The CFPB $8 Late Fee Rule Explained

Under Regulation Z (12 CFR 1026.52), the CFPB's 2024 final rule caps late fees at $8 for large card issuers — banks with 1 million+ open accounts holding roughly 95% of US credit card balances. Smaller issuers retain the CARD Act safe harbor: $32 for first late payment, $43 for any additional late within six billing cycles (2025 figures, adjusted annually). The new rule prohibits piggyback fees and requires fees not to exceed 25% of the minimum payment due.
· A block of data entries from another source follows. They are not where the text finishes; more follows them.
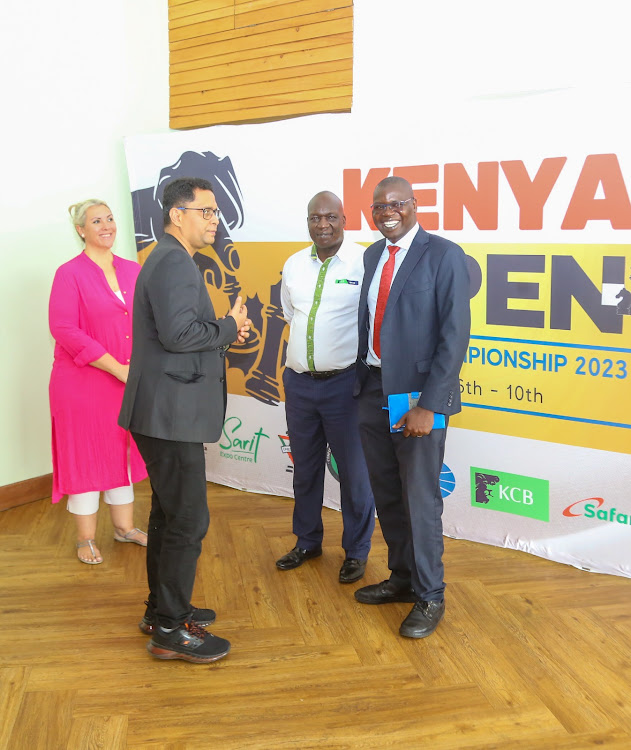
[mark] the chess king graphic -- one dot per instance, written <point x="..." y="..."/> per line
<point x="260" y="358"/>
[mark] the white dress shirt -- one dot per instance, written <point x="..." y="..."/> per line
<point x="373" y="291"/>
<point x="335" y="330"/>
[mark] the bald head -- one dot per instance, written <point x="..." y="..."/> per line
<point x="326" y="222"/>
<point x="395" y="183"/>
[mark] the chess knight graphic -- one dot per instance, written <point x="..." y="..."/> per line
<point x="259" y="359"/>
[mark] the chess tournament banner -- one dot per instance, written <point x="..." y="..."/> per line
<point x="540" y="458"/>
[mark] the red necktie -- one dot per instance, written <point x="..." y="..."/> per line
<point x="382" y="298"/>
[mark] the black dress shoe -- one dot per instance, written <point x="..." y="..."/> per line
<point x="423" y="619"/>
<point x="200" y="617"/>
<point x="384" y="593"/>
<point x="352" y="570"/>
<point x="296" y="557"/>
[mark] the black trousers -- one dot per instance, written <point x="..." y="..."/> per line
<point x="405" y="478"/>
<point x="178" y="522"/>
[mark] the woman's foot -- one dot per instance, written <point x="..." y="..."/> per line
<point x="88" y="552"/>
<point x="133" y="535"/>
State Usury Caps and Late Fees

State usury laws govern smaller-issuer and store cards. Most state caps for revolving credit are 18–24% APR (NY 16%, FL 18%, CA 10% retail but national banks pre-empt under Marquette doctrine). Late fees themselves are generally state-pre-empted by the National Bank Act when the issuing bank is chartered in Delaware, South Dakota, or Utah — which is why nearly every major card has those state addresses on the statement. Store cards issued under state law (e.g., Synchrony, Comenity) follow the host-state cap.

Penalty APR Impact On Your Balance

Under CARD Act, the penalty APR (typically 29.99%) can be applied if you are 60+ days past due, and it must be reset to your regular APR after 6 consecutive on-time payments. On a $2,500 balance, the penalty APR adds roughly $30/month in extra interest on top of the late fee — often a bigger long-term cost than the fee itself. Always call the issuer within 60 days of a missed payment to negotiate fee waiver; first-late-payment waiver is granted in 70%+ of requests (CFPB consumer complaint data).

Common Late Fee Mistakes

(1) Paying the listed fee without checking the cap — large-issuer fees over $8 may be in violation pending CFPB rule status. (2) Not requesting a waiver — first-late waivers are routinely approved. (3) Letting it hit 60 days — that's when penalty APR triggers and credit bureau reporting begins. (4) Ignoring the 25% minimum payment cap — Reg Z forbids late fees exceeding 25% of the minimum due, so a $20 minimum can't trigger a $32 fee even at a smaller issuer.

Last updated May 2026. Sources: CFPB 12 CFR 1026.52 final rule (March 2024); CARD Act 2009; state usury statutes.